Kann ein Nasenspray die Symptome bei Heuschnupfen lindern? Ja, beim allergischem Schnupfen können bestimmte Nasensprays helfen. Wichtig ist bei Heuschnupfen ein spezielles Nasenspray, welches sich für Allergien eignet und direkt an den Nasenschleimhäuten wirkt. Ein schnell und besonders wirksames Heuschnupfen Nasenspray ist zum Beispiel MometaHEXAL. Das Spray wirkt antientzündlich und antiallergisch, die Inhaltsstoffe sorgen für eine Linderung der Symptome bei Rhinitis allergica. Bereits ein Sprühstoß täglich genügt und die Wirkung hält bis zu 24 Stunden an. Auch das RatioAllerg Heuschnupfenspray gilt als besonders wirkungsstark und ist für die Kurzeitbehandlung gut geeignet. Übrigens enthalten Allergie-Nasensprays meist Wirkstoffe wie Antihistaminika oder Mastzellenstabilisatoren. Normale Nasensprays für erkältungsbedingten Schnupfen, enthalten hingegen Wirkstoffe, die schleimhautabschwellend wirken.

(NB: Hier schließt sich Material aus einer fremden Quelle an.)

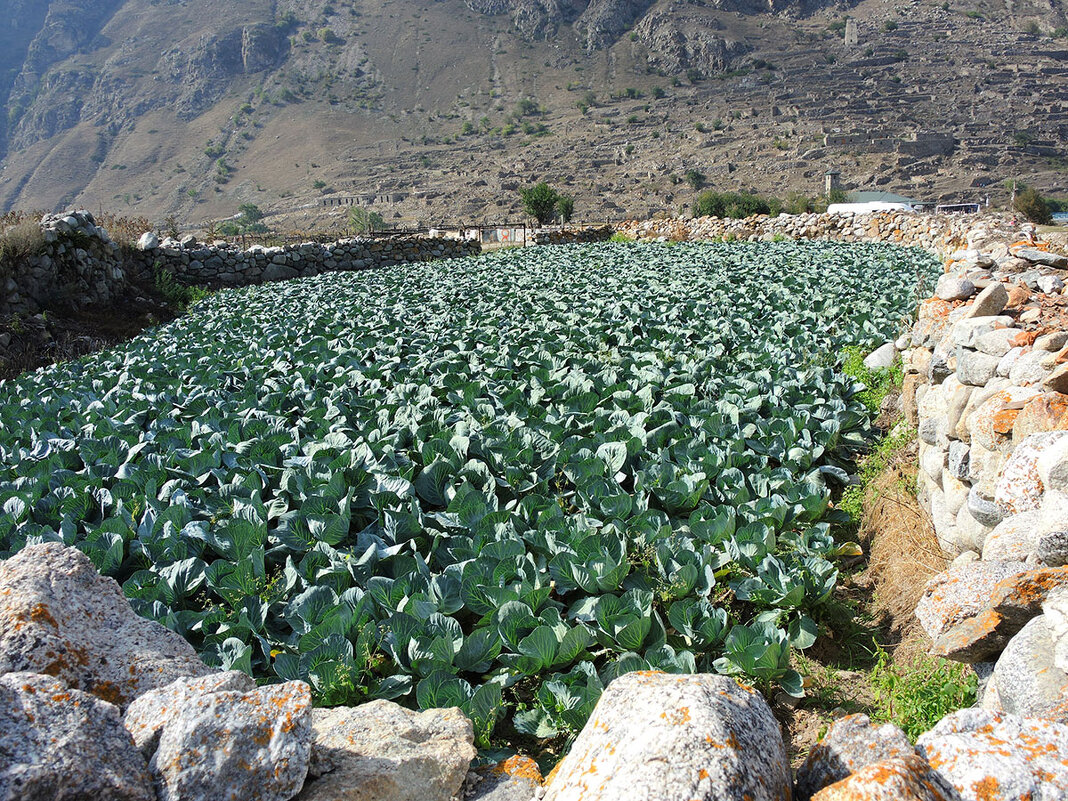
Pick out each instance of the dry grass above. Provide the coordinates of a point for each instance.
(17, 241)
(904, 550)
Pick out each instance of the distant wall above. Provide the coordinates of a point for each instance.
(75, 265)
(225, 265)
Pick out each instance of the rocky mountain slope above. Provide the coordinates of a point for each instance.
(436, 111)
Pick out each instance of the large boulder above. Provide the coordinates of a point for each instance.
(676, 738)
(1014, 601)
(987, 755)
(60, 743)
(252, 745)
(906, 778)
(516, 779)
(960, 593)
(60, 617)
(150, 712)
(383, 752)
(851, 743)
(1026, 677)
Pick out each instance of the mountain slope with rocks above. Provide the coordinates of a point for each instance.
(428, 112)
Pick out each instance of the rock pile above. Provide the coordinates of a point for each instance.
(223, 264)
(75, 265)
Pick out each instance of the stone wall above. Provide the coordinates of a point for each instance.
(987, 386)
(937, 233)
(76, 265)
(223, 264)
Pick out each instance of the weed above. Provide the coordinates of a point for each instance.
(878, 382)
(917, 695)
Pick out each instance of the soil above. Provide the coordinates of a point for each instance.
(58, 335)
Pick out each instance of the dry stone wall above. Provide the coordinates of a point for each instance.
(76, 265)
(223, 264)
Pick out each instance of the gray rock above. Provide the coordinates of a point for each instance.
(60, 743)
(236, 745)
(383, 751)
(1051, 284)
(1030, 368)
(908, 778)
(1040, 256)
(952, 287)
(852, 742)
(989, 302)
(975, 368)
(881, 358)
(674, 737)
(958, 460)
(61, 616)
(1052, 549)
(968, 749)
(986, 513)
(150, 712)
(1030, 684)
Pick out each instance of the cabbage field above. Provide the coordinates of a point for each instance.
(495, 483)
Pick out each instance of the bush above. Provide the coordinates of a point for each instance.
(21, 240)
(1033, 205)
(565, 207)
(539, 202)
(735, 205)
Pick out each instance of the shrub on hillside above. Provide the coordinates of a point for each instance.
(735, 205)
(1033, 205)
(539, 202)
(20, 240)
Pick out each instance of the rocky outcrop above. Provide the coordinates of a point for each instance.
(58, 742)
(75, 265)
(60, 617)
(225, 265)
(655, 735)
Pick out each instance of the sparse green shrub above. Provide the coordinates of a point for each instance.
(539, 202)
(1031, 204)
(735, 205)
(915, 696)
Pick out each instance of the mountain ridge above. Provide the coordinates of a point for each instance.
(440, 110)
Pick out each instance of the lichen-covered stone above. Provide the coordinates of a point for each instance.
(1020, 487)
(516, 779)
(1012, 602)
(382, 752)
(1030, 684)
(60, 743)
(960, 593)
(60, 617)
(254, 745)
(851, 743)
(150, 712)
(675, 738)
(990, 425)
(897, 779)
(998, 756)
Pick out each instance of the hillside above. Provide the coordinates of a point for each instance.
(427, 112)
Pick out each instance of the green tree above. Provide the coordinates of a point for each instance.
(1033, 205)
(565, 207)
(539, 202)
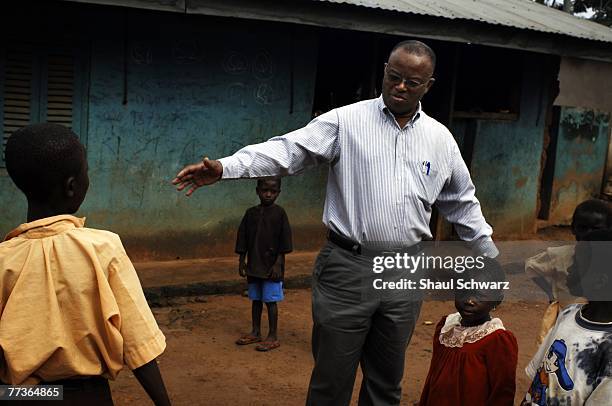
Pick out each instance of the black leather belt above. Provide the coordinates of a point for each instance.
(356, 248)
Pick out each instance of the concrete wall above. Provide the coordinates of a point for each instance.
(506, 159)
(581, 161)
(194, 85)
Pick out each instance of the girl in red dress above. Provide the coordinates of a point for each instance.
(474, 357)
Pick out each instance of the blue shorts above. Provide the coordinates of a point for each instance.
(265, 290)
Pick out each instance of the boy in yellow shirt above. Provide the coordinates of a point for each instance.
(72, 311)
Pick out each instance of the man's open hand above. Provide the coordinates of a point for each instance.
(194, 176)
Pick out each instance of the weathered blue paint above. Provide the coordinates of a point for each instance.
(581, 161)
(195, 86)
(507, 154)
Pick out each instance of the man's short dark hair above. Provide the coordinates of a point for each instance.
(418, 48)
(40, 156)
(595, 253)
(260, 181)
(594, 206)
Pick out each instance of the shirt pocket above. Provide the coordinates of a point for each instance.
(426, 180)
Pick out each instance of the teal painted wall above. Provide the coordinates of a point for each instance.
(194, 86)
(507, 154)
(581, 161)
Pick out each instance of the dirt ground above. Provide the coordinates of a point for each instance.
(203, 366)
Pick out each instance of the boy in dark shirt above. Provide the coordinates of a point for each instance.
(264, 237)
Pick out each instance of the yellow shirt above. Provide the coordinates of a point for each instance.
(71, 304)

Ein großer Vorteil der antiallergischen Nasensprays ist, dass die Wirkung schon nach kurzer Zeit (etwa 15 Minuten) eintritt. Ebenso tritt auch bei längerer Anwendung kein Gewöhnungseffekt ein. Ein Allergie-Nasenspray kann übrigens nicht nur bei Heuschnupfen helfen, sondern auch bei Tierhaarallergien, Hausstauballergie und Schimmelpilzallergie.

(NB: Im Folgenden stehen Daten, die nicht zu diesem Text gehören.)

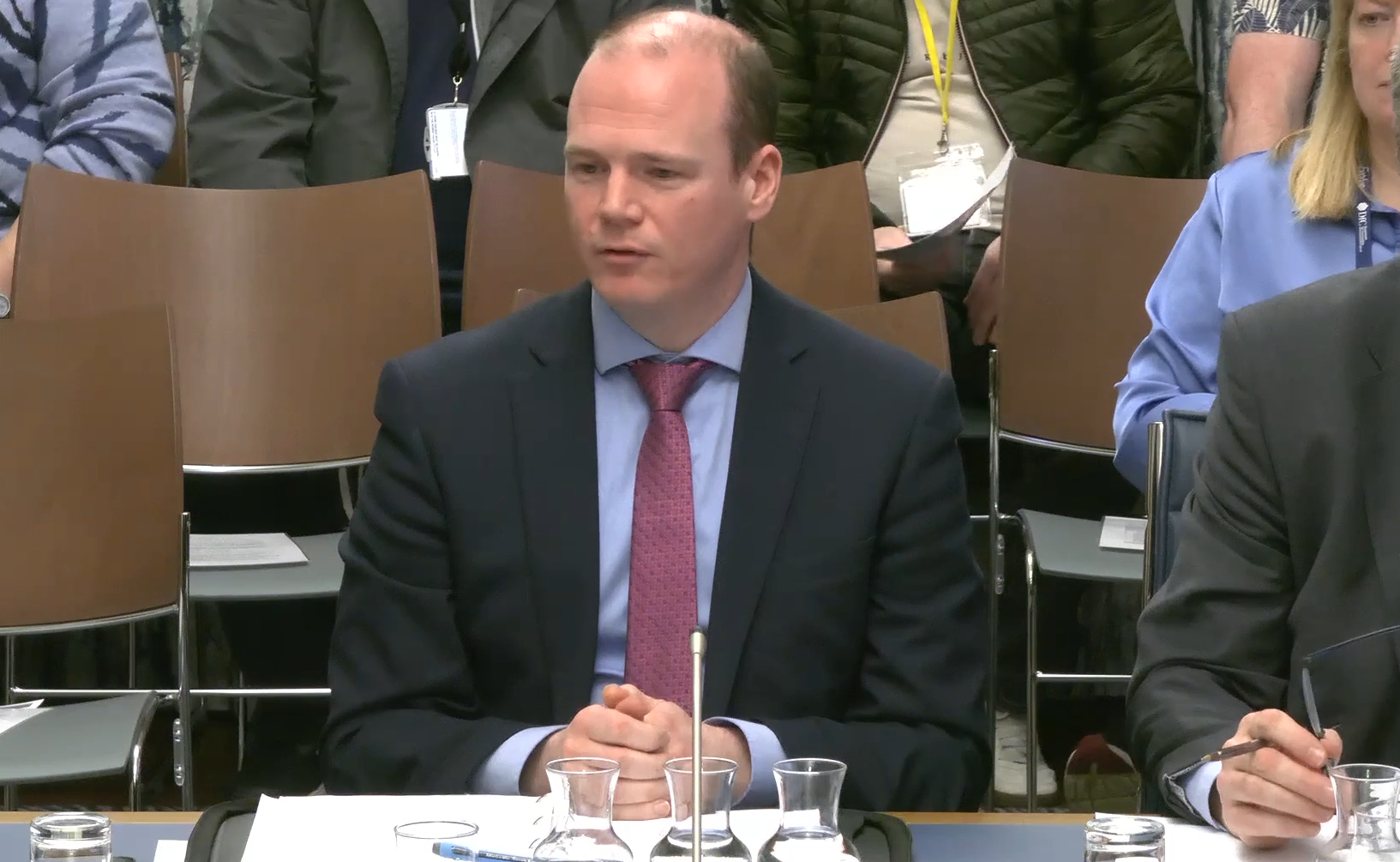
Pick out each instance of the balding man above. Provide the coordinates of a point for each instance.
(557, 499)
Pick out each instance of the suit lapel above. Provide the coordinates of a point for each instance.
(391, 17)
(1378, 457)
(513, 21)
(557, 461)
(778, 398)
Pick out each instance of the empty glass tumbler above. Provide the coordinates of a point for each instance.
(75, 837)
(581, 823)
(809, 795)
(1365, 813)
(717, 841)
(435, 840)
(1123, 839)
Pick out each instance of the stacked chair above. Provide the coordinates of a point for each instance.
(285, 307)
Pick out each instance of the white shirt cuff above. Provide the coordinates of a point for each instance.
(765, 750)
(500, 775)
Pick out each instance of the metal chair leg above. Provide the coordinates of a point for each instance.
(7, 795)
(1032, 670)
(183, 731)
(130, 654)
(241, 711)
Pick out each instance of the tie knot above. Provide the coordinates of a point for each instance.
(667, 384)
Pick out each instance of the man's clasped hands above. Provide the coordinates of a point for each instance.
(641, 733)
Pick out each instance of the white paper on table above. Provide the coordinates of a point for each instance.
(13, 715)
(1123, 534)
(297, 827)
(243, 552)
(1192, 842)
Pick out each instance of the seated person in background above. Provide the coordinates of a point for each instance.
(1289, 544)
(556, 499)
(1094, 84)
(1271, 222)
(87, 90)
(294, 93)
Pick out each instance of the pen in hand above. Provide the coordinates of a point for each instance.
(1227, 753)
(460, 851)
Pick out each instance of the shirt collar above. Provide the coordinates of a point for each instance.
(616, 344)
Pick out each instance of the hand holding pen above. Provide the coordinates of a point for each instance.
(1271, 785)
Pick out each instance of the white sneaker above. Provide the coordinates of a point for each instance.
(1010, 777)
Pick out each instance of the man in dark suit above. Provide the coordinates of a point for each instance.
(556, 499)
(1289, 543)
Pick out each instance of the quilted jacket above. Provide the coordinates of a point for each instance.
(1097, 84)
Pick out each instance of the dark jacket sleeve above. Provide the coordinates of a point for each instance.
(1214, 643)
(251, 112)
(916, 733)
(404, 712)
(1144, 86)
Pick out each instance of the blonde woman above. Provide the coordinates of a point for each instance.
(1324, 201)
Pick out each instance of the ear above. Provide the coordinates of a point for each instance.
(760, 181)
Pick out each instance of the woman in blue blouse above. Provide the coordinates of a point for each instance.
(1273, 222)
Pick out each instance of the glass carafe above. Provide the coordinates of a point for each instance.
(1365, 813)
(581, 827)
(717, 841)
(809, 793)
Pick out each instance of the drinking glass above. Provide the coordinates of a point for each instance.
(422, 840)
(1123, 839)
(581, 826)
(1365, 813)
(809, 793)
(77, 837)
(717, 841)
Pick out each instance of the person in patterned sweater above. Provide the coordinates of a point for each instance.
(83, 87)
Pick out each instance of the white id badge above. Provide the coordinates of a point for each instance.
(444, 141)
(934, 194)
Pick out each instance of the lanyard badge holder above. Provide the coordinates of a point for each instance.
(444, 128)
(933, 191)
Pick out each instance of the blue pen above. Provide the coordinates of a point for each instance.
(460, 851)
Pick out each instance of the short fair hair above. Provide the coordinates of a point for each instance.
(1335, 146)
(754, 87)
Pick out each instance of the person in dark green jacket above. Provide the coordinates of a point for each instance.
(1097, 84)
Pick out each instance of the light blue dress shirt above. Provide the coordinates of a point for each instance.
(622, 415)
(1242, 245)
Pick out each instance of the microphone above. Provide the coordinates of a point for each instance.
(698, 642)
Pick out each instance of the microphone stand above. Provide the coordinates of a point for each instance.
(698, 643)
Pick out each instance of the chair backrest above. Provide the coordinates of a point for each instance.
(913, 322)
(517, 236)
(285, 302)
(1079, 252)
(175, 172)
(526, 298)
(816, 243)
(1171, 477)
(91, 499)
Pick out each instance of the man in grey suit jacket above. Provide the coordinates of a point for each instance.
(1289, 543)
(293, 93)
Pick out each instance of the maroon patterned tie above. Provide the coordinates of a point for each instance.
(661, 592)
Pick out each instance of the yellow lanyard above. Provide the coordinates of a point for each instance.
(942, 76)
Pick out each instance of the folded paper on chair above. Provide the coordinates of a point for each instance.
(942, 249)
(1123, 534)
(13, 715)
(243, 552)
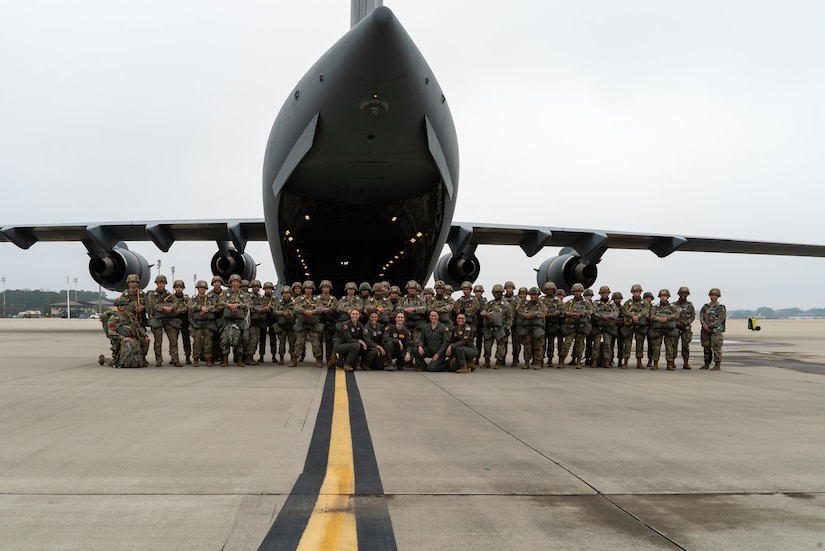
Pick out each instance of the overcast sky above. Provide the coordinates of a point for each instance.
(703, 118)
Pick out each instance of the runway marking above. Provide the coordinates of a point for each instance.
(338, 501)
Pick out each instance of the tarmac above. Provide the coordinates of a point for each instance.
(96, 458)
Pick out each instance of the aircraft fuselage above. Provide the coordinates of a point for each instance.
(361, 168)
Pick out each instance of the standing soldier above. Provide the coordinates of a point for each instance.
(183, 316)
(443, 304)
(498, 321)
(164, 318)
(712, 317)
(327, 315)
(531, 314)
(137, 308)
(461, 350)
(236, 322)
(216, 295)
(415, 311)
(687, 313)
(576, 325)
(603, 319)
(551, 319)
(467, 302)
(308, 324)
(257, 320)
(202, 321)
(283, 327)
(478, 291)
(635, 312)
(617, 299)
(663, 326)
(271, 303)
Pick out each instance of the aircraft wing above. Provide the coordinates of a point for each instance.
(106, 235)
(590, 244)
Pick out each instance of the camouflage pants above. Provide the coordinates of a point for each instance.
(655, 347)
(554, 343)
(712, 344)
(254, 338)
(640, 344)
(603, 345)
(202, 343)
(314, 342)
(686, 335)
(577, 341)
(533, 349)
(172, 335)
(501, 345)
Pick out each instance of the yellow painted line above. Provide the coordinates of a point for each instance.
(332, 523)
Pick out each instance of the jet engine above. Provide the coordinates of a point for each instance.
(228, 261)
(565, 270)
(453, 270)
(111, 269)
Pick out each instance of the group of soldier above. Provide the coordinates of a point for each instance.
(379, 327)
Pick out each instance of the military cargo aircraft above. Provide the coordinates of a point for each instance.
(366, 141)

Medikamente bei Heuschnupfen

Es gibt verschiedene Heuschnupfenmittel, Medikamente und Hausmittel zur Linderung der lästigen Symptome bei Heuschnupfen. Bei medikamentöser Therapie des Heuschnupfens sind Antihistaminika die erste Wahl, neben einem Heuschnupfenspray können auch Tabletten wie LORANO akut oder Ceterizin eingenommen werden. Ebenso können bei Heuschnupfen die Tabletten von DHU eingenommen werden, doch auch Augentropfen wie Vividrin akut, gelten als hilfreich und lindernd. Bei akuten Beschwerden gelten Nasensprays und Augentropfen gegen Heuschnupfen als erste Wahl, Livocab bietet daher eine Kombiverpackung mit Augentropfen und Nasenspray an. Die meisten Heuschnupfenmittel sind rezeptfrei in der Apotheke und online erhältlich.

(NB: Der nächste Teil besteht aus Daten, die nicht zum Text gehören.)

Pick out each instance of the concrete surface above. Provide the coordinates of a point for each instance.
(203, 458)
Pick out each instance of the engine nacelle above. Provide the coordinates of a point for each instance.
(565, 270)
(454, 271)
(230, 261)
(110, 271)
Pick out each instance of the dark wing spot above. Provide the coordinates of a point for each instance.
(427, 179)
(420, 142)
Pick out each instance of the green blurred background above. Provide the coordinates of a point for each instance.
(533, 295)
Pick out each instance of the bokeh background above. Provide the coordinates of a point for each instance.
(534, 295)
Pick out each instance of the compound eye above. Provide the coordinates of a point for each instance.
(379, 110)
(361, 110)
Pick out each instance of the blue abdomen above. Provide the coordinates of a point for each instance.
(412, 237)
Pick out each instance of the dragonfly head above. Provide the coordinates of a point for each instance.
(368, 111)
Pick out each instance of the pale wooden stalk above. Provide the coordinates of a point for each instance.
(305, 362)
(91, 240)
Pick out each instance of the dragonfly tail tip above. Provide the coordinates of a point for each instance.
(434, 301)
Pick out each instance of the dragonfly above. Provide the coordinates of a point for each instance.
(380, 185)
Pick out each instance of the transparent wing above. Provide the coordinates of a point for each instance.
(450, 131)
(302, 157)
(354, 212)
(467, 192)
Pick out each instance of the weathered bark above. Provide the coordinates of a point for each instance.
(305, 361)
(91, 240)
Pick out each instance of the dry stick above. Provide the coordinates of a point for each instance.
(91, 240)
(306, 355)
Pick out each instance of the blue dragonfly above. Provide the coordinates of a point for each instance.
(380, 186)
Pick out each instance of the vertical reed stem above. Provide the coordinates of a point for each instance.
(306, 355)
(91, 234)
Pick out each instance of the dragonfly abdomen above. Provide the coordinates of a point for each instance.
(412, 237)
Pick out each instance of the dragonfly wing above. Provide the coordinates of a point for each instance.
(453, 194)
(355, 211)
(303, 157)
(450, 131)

Hausmittel bei Heuschnupfen

Bei Heuschnupfen können auch bestimmte Hausmittel helfen. Beispielsweise gelten Ingwer und Sanddornöl als besonders wirksam. Ein Ingwertee trägt zur Abheilung der Schleimhautentzündung bei und fördert die Durchblutung. Hierfür kannst du ein Stück Ingwer schälen und in Scheiben schneiden. Anschließend mit kochend heißem Wasser übergießen und nach dem Abkühlen trinken. Sanddornöl trägt zur   Um die gereizte Haut zu beruhigen, kann auch ein sanfter Nasenbalsam hilfreich sein. Diesen kannst du sogar selbst herstellen, zum Beispiel aus Mandelöl und Wollwachs. Auch andere ätherische Öle wie Eukalyptusöl gelten als hilfreich und lindern die Beschwerden. Denn die Öle wirken entzündungshemmend und öffnen die Nasennebenhöhlen.

Nasenduschen und Nasensprays mit Meerwasser können bei allergischen ebenso Schnupfen helfen. Regionaler Honig als natürliches Antihistaminikum. Denn hierbei gewöhnt sich der Körper schrittweise und sanft an die Pollen in der Umgebung. Scharfe Gewürze wie Knoblauch und Chilli wirken abschwellend und sind daher auch ein geeignetes Hausmittel bei Heuschnupfen. Auch eine warme Dusche nach dem Nachhause kommen kann helfen, denn die Pollen werden dabei sofort entfernt und können nicht auf Bettwäsche und Kleidung springen.

Tagebuch führen und Kalender mit Pollenflug bei Heuschnupfen

Für Menschen die unter Heuschnupfen leiden, gibt es übrigens auch Kalender, die die Pollenflüge aller Gräser und Bäume anzeigen. Hier können Betroffene ablesen, wann die Pollen verstärkt auftreten. Dafür ist es natürlich wichtig zu wissen, auf welche Pollen der Betroffene allergisch reagiert. Neben einem Heuschnupfen Kalender gibt es mittlerweile auch Pollenflug-Newsletter und Pollenflug-Apps, so können Betroffene immer die aktuelle Vorhersage für den Pollenflug abrufen und die App individuell anpassen. Ebenso enthalten einige Apps ein Pollen-Tagebuch, für Menschen, die der allergische Schnupfen betrifft, macht es im Allgemeinen sowieso Sinn ein Tagebuch mit den Beschwerden zu führen.